Past week I was at a arnis camp and saw some people had some cool pocket training floding knives any one know where to get them at ?


----------



## dearnis.com (Nov 5, 2003)

Spyderco used to make some cool folding trainers. Emerson still does, but  they cost...
Check I&I sports as well.
(Cheap alternative, low end folder and dremel tool; just be sure the trainers are clearly marked....)


----------



## TallAdam85 (Nov 5, 2003)

thanks


----------



## TallAdam85 (Nov 5, 2003)

http://www.emersonknives.com/TrainingKnives.html

these are cool just pricy

see i have a few trainer knifes but there strage blades


----------



## Michael Billings (Nov 5, 2003)

... same deal with them.  I used one of the Benchmade recently, and the cost is due to their using the same mechanism and weight for the trainer, they just make it a "red handle" so you know it is a trainer.  Guns for Law Enfocement training have used the red color for years to indicate a trainer, so it was logical to extend it to knives.  

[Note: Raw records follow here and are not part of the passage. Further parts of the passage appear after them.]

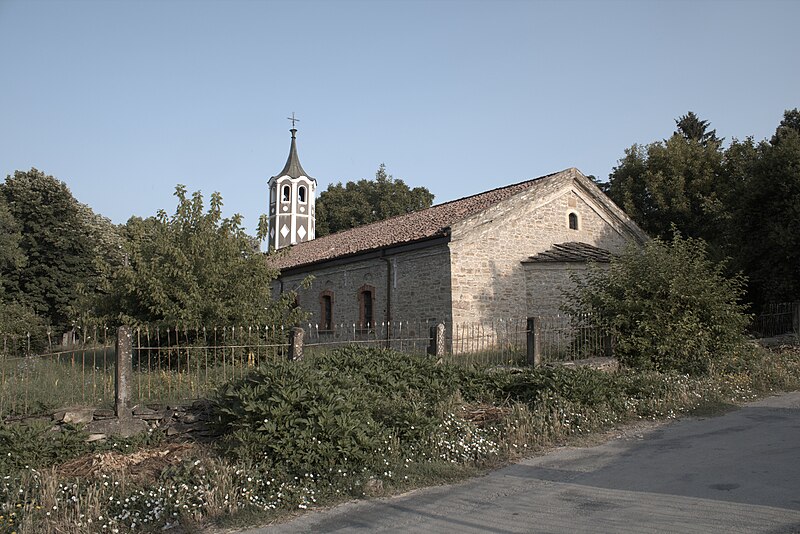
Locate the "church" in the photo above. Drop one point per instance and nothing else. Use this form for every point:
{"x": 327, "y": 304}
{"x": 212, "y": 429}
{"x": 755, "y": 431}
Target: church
{"x": 499, "y": 254}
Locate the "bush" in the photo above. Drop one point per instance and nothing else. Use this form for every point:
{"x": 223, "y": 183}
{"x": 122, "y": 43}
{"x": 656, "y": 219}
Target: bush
{"x": 667, "y": 306}
{"x": 353, "y": 410}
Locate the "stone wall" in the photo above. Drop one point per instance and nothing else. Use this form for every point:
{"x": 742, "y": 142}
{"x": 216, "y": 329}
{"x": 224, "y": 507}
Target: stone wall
{"x": 416, "y": 282}
{"x": 545, "y": 283}
{"x": 488, "y": 278}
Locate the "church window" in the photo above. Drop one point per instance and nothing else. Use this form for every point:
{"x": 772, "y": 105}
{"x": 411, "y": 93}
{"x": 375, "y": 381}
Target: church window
{"x": 573, "y": 221}
{"x": 326, "y": 310}
{"x": 366, "y": 306}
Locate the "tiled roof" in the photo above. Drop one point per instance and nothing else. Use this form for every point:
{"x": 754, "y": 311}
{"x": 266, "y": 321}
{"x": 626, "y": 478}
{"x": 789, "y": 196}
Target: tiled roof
{"x": 404, "y": 229}
{"x": 572, "y": 252}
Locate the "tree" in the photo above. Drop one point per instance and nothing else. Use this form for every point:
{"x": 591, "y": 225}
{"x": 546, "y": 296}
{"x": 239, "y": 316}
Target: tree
{"x": 766, "y": 210}
{"x": 11, "y": 256}
{"x": 341, "y": 207}
{"x": 691, "y": 128}
{"x": 56, "y": 242}
{"x": 672, "y": 182}
{"x": 193, "y": 267}
{"x": 667, "y": 306}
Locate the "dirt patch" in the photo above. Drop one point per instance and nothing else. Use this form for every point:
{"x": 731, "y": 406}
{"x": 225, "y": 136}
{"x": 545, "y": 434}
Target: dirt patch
{"x": 141, "y": 466}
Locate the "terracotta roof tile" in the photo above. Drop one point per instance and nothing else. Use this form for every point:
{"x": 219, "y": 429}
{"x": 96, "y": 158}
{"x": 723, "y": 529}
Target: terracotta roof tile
{"x": 572, "y": 252}
{"x": 408, "y": 228}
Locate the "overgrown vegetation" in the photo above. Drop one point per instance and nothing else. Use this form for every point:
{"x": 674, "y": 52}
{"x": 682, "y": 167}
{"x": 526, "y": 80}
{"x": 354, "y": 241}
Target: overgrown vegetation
{"x": 667, "y": 306}
{"x": 353, "y": 423}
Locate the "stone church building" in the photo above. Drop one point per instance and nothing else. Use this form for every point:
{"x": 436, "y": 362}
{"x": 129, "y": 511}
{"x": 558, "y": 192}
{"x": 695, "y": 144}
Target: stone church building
{"x": 499, "y": 254}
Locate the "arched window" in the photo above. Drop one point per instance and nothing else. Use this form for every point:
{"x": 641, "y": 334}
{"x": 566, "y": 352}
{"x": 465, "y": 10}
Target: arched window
{"x": 326, "y": 310}
{"x": 573, "y": 221}
{"x": 366, "y": 306}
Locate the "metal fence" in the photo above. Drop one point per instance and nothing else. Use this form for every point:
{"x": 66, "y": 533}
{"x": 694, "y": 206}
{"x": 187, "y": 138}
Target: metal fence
{"x": 178, "y": 364}
{"x": 77, "y": 373}
{"x": 402, "y": 336}
{"x": 776, "y": 319}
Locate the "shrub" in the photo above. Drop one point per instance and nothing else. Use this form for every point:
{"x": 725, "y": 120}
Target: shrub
{"x": 667, "y": 306}
{"x": 353, "y": 410}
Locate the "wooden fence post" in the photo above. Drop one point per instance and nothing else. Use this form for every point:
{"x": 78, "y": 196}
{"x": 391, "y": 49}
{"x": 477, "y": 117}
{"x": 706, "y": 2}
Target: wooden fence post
{"x": 436, "y": 347}
{"x": 534, "y": 341}
{"x": 796, "y": 317}
{"x": 296, "y": 335}
{"x": 123, "y": 376}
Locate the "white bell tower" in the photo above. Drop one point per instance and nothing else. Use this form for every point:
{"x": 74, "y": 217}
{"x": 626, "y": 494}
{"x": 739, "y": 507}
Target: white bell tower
{"x": 292, "y": 193}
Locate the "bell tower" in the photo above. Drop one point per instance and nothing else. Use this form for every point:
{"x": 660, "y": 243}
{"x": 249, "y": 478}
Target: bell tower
{"x": 292, "y": 194}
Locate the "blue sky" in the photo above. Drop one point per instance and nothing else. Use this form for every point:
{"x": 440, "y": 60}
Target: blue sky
{"x": 124, "y": 100}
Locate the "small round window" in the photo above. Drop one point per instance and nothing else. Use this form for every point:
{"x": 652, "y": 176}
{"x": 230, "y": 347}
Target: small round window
{"x": 573, "y": 221}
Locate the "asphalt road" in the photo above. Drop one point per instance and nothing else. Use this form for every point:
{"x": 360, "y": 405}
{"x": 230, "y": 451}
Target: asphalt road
{"x": 739, "y": 472}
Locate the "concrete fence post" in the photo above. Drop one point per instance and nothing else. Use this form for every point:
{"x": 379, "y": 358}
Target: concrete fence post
{"x": 296, "y": 335}
{"x": 533, "y": 330}
{"x": 123, "y": 377}
{"x": 437, "y": 340}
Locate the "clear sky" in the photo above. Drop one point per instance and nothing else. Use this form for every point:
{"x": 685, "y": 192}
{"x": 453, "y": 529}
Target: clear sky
{"x": 124, "y": 100}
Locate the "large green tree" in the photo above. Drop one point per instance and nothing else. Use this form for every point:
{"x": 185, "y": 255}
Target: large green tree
{"x": 690, "y": 127}
{"x": 341, "y": 207}
{"x": 60, "y": 258}
{"x": 743, "y": 200}
{"x": 667, "y": 305}
{"x": 672, "y": 182}
{"x": 765, "y": 240}
{"x": 193, "y": 267}
{"x": 11, "y": 256}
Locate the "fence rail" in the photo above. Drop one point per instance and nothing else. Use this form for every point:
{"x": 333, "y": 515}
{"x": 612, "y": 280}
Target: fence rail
{"x": 776, "y": 319}
{"x": 177, "y": 364}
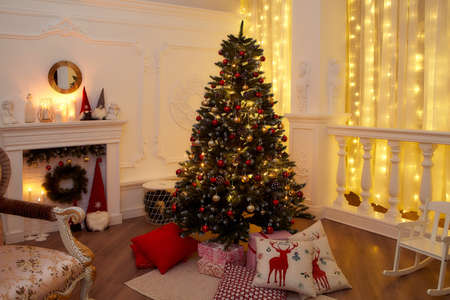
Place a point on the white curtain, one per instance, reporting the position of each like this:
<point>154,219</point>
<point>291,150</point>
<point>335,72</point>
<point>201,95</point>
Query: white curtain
<point>398,76</point>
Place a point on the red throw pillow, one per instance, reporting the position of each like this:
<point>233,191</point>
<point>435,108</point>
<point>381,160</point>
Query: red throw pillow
<point>164,247</point>
<point>141,261</point>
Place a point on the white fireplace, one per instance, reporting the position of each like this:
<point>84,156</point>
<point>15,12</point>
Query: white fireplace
<point>14,139</point>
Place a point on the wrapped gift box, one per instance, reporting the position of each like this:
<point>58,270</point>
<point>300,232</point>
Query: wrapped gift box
<point>251,253</point>
<point>215,253</point>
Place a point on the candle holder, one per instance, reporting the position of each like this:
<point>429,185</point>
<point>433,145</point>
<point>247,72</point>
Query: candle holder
<point>46,113</point>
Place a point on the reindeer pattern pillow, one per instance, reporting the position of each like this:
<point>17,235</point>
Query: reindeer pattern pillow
<point>284,265</point>
<point>326,274</point>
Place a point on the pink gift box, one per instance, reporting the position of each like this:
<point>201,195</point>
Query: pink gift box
<point>215,253</point>
<point>251,253</point>
<point>211,269</point>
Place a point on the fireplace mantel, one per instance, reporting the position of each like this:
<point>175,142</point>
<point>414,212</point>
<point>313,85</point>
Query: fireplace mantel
<point>14,139</point>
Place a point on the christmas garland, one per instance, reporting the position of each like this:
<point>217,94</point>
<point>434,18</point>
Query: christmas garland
<point>40,155</point>
<point>62,195</point>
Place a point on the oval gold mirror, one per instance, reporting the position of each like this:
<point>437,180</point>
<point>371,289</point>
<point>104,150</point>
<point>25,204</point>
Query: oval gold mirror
<point>64,77</point>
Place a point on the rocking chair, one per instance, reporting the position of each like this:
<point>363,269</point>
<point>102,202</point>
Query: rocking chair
<point>422,243</point>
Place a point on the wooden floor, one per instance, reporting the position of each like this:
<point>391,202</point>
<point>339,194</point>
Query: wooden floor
<point>361,255</point>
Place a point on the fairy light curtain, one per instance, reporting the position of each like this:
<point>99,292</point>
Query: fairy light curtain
<point>269,21</point>
<point>398,76</point>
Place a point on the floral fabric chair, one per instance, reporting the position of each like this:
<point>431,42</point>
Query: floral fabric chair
<point>29,272</point>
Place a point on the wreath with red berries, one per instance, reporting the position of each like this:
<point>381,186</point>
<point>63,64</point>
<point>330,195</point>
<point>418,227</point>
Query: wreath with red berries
<point>63,195</point>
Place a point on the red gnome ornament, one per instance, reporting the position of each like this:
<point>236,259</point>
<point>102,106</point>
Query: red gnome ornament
<point>85,109</point>
<point>97,217</point>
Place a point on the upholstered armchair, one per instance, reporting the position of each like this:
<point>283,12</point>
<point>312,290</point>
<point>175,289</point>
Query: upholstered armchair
<point>29,272</point>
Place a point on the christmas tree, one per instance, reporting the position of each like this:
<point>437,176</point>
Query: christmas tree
<point>238,172</point>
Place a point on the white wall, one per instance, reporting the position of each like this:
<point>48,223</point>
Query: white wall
<point>153,59</point>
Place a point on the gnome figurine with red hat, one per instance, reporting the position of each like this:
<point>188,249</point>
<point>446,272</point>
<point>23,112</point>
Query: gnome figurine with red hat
<point>97,217</point>
<point>85,109</point>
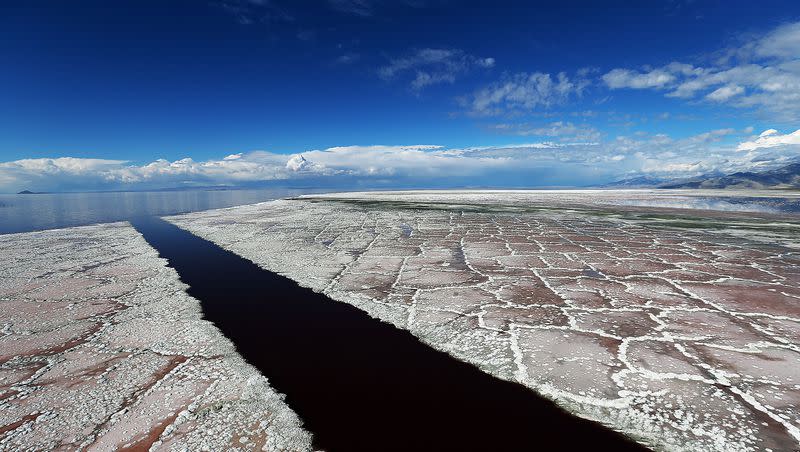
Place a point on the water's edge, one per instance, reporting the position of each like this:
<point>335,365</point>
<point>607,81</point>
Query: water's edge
<point>358,383</point>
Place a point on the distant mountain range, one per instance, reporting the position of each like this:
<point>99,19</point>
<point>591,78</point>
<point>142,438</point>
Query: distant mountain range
<point>785,177</point>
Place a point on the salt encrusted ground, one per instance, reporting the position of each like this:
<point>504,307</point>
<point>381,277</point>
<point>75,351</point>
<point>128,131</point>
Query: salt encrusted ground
<point>101,349</point>
<point>681,332</point>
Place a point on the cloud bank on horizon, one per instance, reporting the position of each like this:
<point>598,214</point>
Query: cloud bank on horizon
<point>729,109</point>
<point>527,165</point>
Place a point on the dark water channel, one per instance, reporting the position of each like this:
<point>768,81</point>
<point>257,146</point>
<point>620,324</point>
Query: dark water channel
<point>360,384</point>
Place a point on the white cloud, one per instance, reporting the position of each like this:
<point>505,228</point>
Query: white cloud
<point>762,75</point>
<point>770,139</point>
<point>525,91</point>
<point>624,78</point>
<point>433,66</point>
<point>720,150</point>
<point>725,93</point>
<point>565,131</point>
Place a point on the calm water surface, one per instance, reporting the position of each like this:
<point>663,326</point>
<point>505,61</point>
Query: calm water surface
<point>23,213</point>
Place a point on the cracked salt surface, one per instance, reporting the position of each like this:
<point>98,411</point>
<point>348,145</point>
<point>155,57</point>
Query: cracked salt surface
<point>101,349</point>
<point>681,330</point>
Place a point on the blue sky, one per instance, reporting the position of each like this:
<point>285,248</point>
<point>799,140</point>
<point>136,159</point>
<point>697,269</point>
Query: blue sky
<point>99,94</point>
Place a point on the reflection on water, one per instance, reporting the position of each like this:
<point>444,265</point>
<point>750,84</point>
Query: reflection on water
<point>727,204</point>
<point>21,213</point>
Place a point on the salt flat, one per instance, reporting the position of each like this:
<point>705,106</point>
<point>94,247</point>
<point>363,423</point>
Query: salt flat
<point>101,349</point>
<point>678,327</point>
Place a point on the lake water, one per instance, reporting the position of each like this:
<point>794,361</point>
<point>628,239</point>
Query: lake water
<point>22,213</point>
<point>360,384</point>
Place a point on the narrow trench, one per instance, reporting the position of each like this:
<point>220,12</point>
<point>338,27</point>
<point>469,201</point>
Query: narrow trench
<point>358,383</point>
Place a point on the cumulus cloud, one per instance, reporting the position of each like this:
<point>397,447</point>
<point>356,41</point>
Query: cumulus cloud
<point>526,92</point>
<point>770,139</point>
<point>762,74</point>
<point>433,66</point>
<point>624,78</point>
<point>532,164</point>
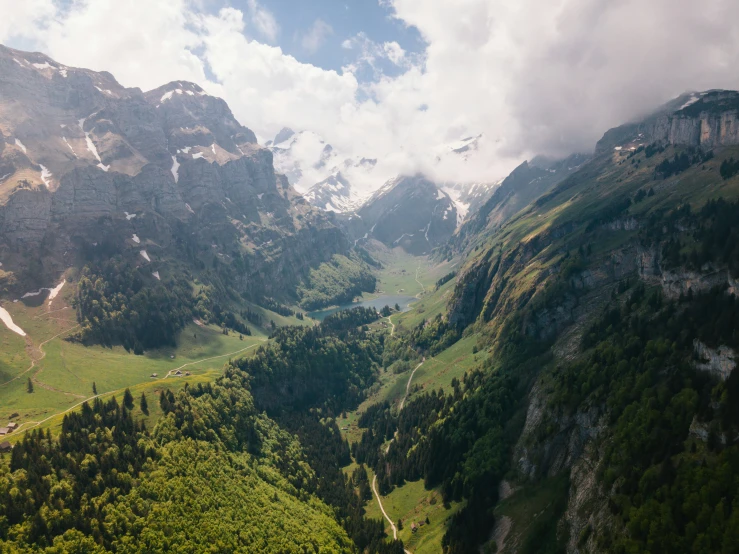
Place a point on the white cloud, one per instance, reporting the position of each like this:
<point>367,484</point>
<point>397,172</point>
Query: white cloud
<point>533,76</point>
<point>316,36</point>
<point>263,20</point>
<point>394,52</point>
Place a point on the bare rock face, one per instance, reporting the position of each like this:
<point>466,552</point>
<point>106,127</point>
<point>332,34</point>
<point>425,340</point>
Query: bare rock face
<point>706,119</point>
<point>84,160</point>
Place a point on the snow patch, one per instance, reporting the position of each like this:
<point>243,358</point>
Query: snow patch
<point>69,145</point>
<point>45,175</point>
<point>91,146</point>
<point>55,291</point>
<point>34,293</point>
<point>5,317</point>
<point>692,100</point>
<point>175,169</point>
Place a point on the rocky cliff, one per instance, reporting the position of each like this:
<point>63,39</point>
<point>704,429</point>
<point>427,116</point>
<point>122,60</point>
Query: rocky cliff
<point>409,212</point>
<point>84,160</point>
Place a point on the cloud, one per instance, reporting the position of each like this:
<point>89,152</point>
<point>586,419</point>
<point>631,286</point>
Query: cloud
<point>316,36</point>
<point>533,76</point>
<point>263,20</point>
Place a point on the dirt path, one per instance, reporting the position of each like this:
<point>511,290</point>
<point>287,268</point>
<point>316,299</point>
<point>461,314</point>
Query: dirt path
<point>37,423</point>
<point>423,289</point>
<point>390,521</point>
<point>379,502</point>
<point>211,358</point>
<point>392,330</point>
<point>408,385</point>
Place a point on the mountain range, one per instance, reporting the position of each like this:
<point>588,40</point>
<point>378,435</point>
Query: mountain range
<point>87,165</point>
<point>564,379</point>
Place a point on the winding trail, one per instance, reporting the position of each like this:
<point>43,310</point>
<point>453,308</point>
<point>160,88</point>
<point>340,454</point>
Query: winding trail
<point>390,521</point>
<point>379,502</point>
<point>34,361</point>
<point>37,423</point>
<point>408,385</point>
<point>392,330</point>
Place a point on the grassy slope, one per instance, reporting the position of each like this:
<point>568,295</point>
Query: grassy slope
<point>413,503</point>
<point>63,372</point>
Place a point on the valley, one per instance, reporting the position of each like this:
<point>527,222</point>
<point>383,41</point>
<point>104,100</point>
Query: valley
<point>197,357</point>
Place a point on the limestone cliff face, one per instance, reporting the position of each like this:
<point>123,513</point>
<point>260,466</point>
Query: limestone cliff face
<point>707,119</point>
<point>410,212</point>
<point>84,159</point>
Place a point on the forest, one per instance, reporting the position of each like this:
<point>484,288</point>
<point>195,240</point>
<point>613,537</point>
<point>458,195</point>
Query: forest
<point>338,281</point>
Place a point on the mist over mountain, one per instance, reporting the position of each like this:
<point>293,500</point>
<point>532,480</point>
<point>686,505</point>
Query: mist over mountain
<point>393,277</point>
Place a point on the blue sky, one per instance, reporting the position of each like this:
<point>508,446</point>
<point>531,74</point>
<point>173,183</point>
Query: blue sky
<point>346,19</point>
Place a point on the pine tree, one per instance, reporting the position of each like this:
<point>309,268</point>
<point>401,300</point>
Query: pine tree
<point>128,399</point>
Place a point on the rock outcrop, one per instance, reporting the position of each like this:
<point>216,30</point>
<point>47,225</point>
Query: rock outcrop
<point>84,160</point>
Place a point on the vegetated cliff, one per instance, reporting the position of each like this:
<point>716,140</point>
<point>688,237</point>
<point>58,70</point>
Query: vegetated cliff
<point>524,184</point>
<point>625,274</point>
<point>90,167</point>
<point>707,119</point>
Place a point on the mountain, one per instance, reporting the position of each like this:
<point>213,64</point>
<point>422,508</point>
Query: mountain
<point>607,307</point>
<point>336,183</point>
<point>168,179</point>
<point>408,212</point>
<point>524,184</point>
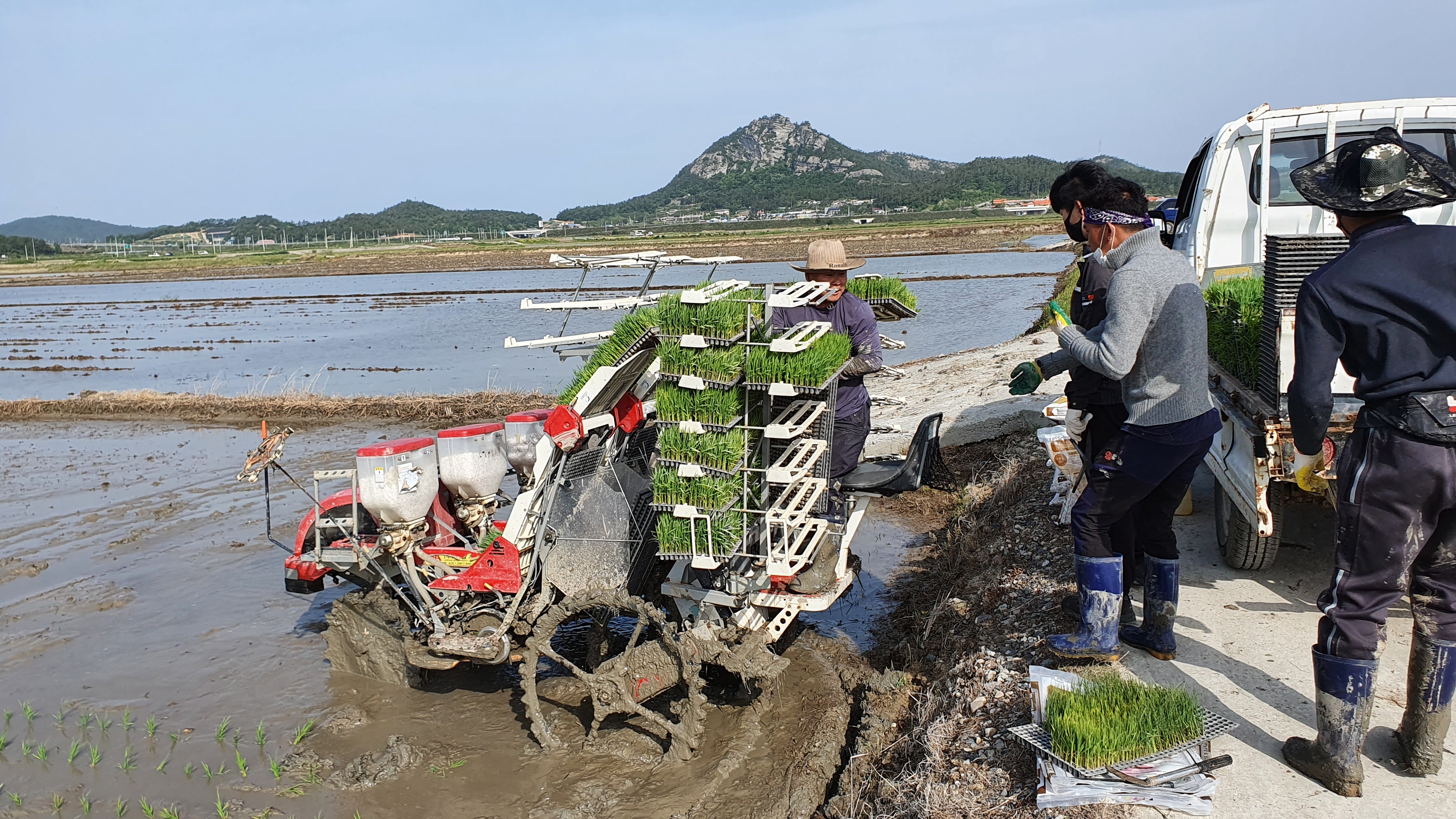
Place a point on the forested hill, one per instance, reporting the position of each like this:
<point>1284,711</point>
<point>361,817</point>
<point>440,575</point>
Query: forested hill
<point>404,218</point>
<point>774,165</point>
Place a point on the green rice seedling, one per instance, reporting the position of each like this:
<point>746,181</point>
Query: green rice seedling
<point>718,451</point>
<point>303,732</point>
<point>1235,309</point>
<point>1113,720</point>
<point>807,368</point>
<point>721,407</point>
<point>624,334</point>
<point>715,363</point>
<point>704,493</point>
<point>724,318</point>
<point>892,288</point>
<point>725,531</point>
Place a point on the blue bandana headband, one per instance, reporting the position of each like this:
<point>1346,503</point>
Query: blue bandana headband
<point>1096,216</point>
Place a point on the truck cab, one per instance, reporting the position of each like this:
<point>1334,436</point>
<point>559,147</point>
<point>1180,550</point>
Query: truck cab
<point>1240,216</point>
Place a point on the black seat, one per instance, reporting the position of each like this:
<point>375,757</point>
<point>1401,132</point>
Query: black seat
<point>921,467</point>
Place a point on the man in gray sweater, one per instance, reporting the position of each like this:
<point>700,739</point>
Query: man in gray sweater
<point>1155,342</point>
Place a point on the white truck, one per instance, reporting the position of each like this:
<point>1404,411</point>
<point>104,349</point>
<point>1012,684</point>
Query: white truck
<point>1240,216</point>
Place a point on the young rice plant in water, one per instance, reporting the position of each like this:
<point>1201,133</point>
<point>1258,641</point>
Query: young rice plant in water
<point>868,289</point>
<point>624,334</point>
<point>1113,720</point>
<point>809,368</point>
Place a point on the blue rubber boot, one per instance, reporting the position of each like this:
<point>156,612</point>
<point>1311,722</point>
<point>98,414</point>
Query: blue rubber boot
<point>1100,584</point>
<point>1430,685</point>
<point>1160,610</point>
<point>1344,694</point>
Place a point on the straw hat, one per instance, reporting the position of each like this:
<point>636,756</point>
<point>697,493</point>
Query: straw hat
<point>828,254</point>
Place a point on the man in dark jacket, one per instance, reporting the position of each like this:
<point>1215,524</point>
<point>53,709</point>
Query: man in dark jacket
<point>1387,311</point>
<point>1096,410</point>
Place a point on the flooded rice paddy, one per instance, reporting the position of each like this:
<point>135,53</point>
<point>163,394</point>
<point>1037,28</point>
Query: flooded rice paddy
<point>417,333</point>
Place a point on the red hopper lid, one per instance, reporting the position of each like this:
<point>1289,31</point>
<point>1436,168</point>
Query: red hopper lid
<point>395,448</point>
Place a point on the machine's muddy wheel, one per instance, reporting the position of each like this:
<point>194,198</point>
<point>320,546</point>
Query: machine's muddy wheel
<point>654,659</point>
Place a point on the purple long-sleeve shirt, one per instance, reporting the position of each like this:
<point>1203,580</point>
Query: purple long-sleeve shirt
<point>854,318</point>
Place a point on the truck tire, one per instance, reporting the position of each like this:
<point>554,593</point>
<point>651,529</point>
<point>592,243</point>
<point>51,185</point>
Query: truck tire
<point>1240,541</point>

The knife felt like a live blade, which was different and nice.  I just got a great deal on the Bram Frank Spyderco C68GPS Gunting.  The trainer was outrageous, I have found a little better deals on the internet, but still high.  For a kinetic opening knife, you need a trainer, but I spent an equal amount on the knife, I just can't bring myself to buy it yet.  Here is what Spyderco was asking:

*Spyderco Gunting* 

-Michael


----------



## TallAdam85 (Nov 6, 2003)

sorry Michael Billings the link does not work is it a training knife floder


----------



## Richard S. (Nov 6, 2003)

the gun shop i work in has some of the benchmade trainers (auto and manual) that we're phasing out. we've got em at cost but, we dont do much mail order especially with autos.


----------



## Shodan (Nov 6, 2003)

Have you tried Smith and Wesson?  The guy I work out with just got a cool pocket/neck knife from them for like $18 plus whatever shipping and handling was.  I will see if I can find out what website he ordered it off of.......I don't think it was their main page.

  :asian:  :karate:


----------



## K Williams (Nov 6, 2003)

Benchmade and Spyderco make folding training knives.

http://www.benchmade.com
http://www.spyderco.com


----------



## Michael Billings (Nov 6, 2003)

My Bad when I tried to post them.

I have not used the Spyderco, but wish I had one.  It is a way cool knife (the Gunting I mentioned above) but practice opening it using "Kinetic" opening against any part of your body other than the wrist, basically ensures you cut yourself or your clothes.  The trainer would be handy for this.

-Michael


----------